2

I have a multi-class and multi-label classification problem, i.e.: each sample can have more than one label associated to it and there is a total number of M possible labels.

e.g.:

  • y[0] = [0]
  • y[1] = [0, 1]
  • y[2] = [1, 4, 3, 0]
  • y[3] = [0, 1]
  • ...
  • y[100] = [1, 0, 3]

Counting the number of occurrences of each label, I can see that some labels are way more frequent than others.
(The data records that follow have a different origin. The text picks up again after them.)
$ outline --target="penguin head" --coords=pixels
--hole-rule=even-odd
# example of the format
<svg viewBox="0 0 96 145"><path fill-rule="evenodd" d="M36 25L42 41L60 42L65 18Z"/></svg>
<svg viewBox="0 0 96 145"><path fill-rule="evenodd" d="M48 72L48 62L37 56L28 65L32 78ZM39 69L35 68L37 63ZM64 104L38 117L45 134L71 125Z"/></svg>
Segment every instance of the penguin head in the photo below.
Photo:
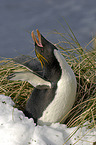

In the example above, for instance, 0 appears more often than 1, 3 and 4.

I can't figure out a smart (over-)sampling strategy to have a dataset where each label appears approximately the same number of times.

Any papers/idea on that?

fsamu
  • 106
  • 5
  • Count the frequencies of all the labels in a table and use these as weights? – user2974951 Oct 08 '18 at 06:35
  • Here is a paper that discusses the same problem: Giraldo-Forero, et al (2013). Managing Imbalanced Data Sets in Multi-label Problems: A Case Study with the SMOTE Algorithm, J. Ruiz-Shulcloper and G. Sanniti di Baja (Eds.): CIARP 2013, Part I, LNCS 8258, pp. 334–342 ([pdf](https://link.springer.com/content/pdf/10.1007%2F978-3-642-41822-8_42.pdf)) – nightrain Oct 15 '18 at 15:28
  • 1
    Good news! Class imbalance is not a problem! https://stats.stackexchange.com/questions/357466/are-unbalanced-datasets-problematic-and-how-does-oversampling-purport-to-he https://www.fharrell.com/post/class-damage/ https://www.fharrell.com/post/classification/ https://stats.stackexchange.com/a/359936/247274 https://stats.stackexchange.com/questions/464636/proper-scoring-rule-when-there-is-a-decision-to-make-e-g-spam-vs-ham-email https://twitter.com/f2harrell/status/1062424969366462473?lang=en – Dave May 10 '21 at 03:24

1 Answers1

0

Since each sample can have more than one label associated with it one possible solution would be to train $M$ logistic regression models, where the response variable for label $i$, sample $n$, is $Y_{i,n}$ where $Y_{i,n}=1$ if sample $n$ belongs to class $i$ and $Y_{i,n}=0$ if it does not.

For a new sample $Z$ your model output can be interpreted as the probability $Z$ belongs to each individual class.

David Veitch
  • 947
  • 6
  • 12